The importance of drug safety issues in the pharmaceutical industry has created a need for increased screening for ion channel sensitivity early in the drug discovery process. For instance, drug-induced QT-prolongation and cardiac arrhythmias have resulted in the emergence of the S7B, E14 guidance documents for drug safety assessment. Early detection of such risks helps direct focus towards potentially marketable drugs and prevents the investment of time and resources in drugs which will not pass the rigorous testing required for approval. New screening technologies and resources continue to revolutionize the marketplace and promise to decrease bottlenecks while increasing output. As drugs go off-patent and pharmaceutical companies strive to find novel therapeutic solutions, automation will continue to lower costs and improve efficacy and drug safety.
The Importance of Ion Channels
Ion channel dysfunction has been implicated in a number of diseases and disorders, including cystic fibrosis, diabetes, erectile dysfunction, epilepsy, heart failure, hypertension, muscular sclerosis, obesity, schizophrenia, and sickle cell anemia. As a result, over 6 billion dollars in yearly sales and 15% of the top selling drugs are targeted at ion channels. In addition, over 500 human ion channel genes have been identified, yet only around 40 have been targeted for therapeutic effects. This suggests that the field of ion channel drug discovery will continue to attract ion channel researchers.

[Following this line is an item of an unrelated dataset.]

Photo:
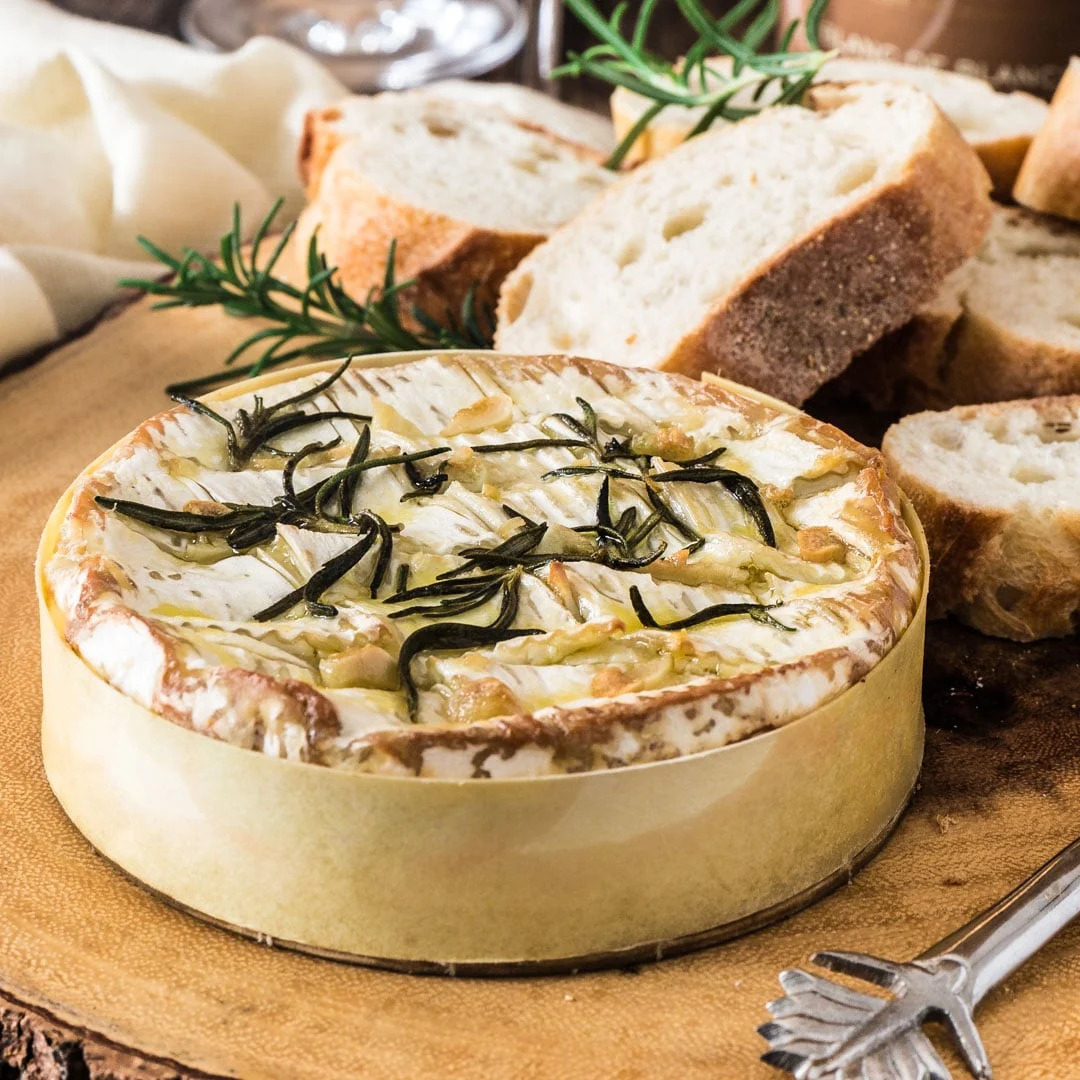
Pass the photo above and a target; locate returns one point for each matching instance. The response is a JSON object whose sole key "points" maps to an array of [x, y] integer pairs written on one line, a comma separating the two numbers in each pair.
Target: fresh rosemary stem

Although voltage clamp is the gold standard for recording ion channel activity with high temporal resolution, this method can be expensive and technically challenging. Moreover, electrophysiological techniques are not ideal for screening ion transporters, which are therapeutically important but can have little to no measurable current. Aurora’s Ion Channel Reader (ICR) series instruments combine atomic absorption spectroscopy with a patented microsampling process to accurately measure ion flux in cell-based screening assays. ICR technology has been widely used for high throughput screening of both voltage-gated and ligand-gated channels, and offers high sensitivity, generating accurate drug rank order matching electrophysiology data. More recently, flux-based screening has begun to be applied to the study of ion pumps and transporters. Using the principles of atomic absorbance spectroscopy to measure the absolute concentrations of cytosolic and extracellular ions, this technique is one of the only methods capable of obtaining high throughput activity measurements for electro-neutral ion transporters. Aurora’s ICR instruments provide an alternative approach to ion channel and transporter screening that is independent of, and complementary to, methods that rely on voltage manipulation.

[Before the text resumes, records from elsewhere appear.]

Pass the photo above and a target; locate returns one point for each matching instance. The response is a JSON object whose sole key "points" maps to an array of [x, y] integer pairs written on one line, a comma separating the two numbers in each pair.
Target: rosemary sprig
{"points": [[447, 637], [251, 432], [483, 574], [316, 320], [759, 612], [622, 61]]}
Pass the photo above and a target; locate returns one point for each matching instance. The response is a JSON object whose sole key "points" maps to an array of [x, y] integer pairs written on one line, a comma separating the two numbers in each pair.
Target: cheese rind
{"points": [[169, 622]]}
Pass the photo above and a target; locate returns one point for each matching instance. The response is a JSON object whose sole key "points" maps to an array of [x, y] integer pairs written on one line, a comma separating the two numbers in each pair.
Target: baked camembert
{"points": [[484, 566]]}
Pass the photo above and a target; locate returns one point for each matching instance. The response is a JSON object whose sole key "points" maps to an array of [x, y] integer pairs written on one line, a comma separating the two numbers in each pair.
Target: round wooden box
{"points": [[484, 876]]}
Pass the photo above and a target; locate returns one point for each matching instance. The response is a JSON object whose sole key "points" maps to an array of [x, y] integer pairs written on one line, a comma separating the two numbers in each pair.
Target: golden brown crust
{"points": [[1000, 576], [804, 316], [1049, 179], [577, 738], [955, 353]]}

Research applications of the ICR 8000 and ICR 12000 include:
- Voltage-gated potassium channels, including hERG, Kv1.1, Kv1.4 and Kv1.5
- Stretch-activated potassium channels
- Voltage-gated sodium channels including, Nav1.2, Nav1.5 and Nav1.7
- Ligand gated channels including GABAA, P2X, KATP, SKCa, BKCa, and nAChR
- Transporters including Na/K-ATPase and the Cation-Cl Co-Transporter (CCC)
Aurora Biomed’s Ion Channel Reader technology is not limited to ion channel targets expressed in cells but also works well with synthetic vesicles constituted in the presence of ion transporting channels or pore forming proteins.
Aurora Biomed’s annual Ion Channel Retreat keeps the drug discovery community apprised of recent trends and developments in the field of ion channel research. Since the inaugural meeting in 2003 this yearly conference has consistently provided an environment for researchers and industry leaders to exchange ideas, discuss future collaborations and consider future research proposals and trends.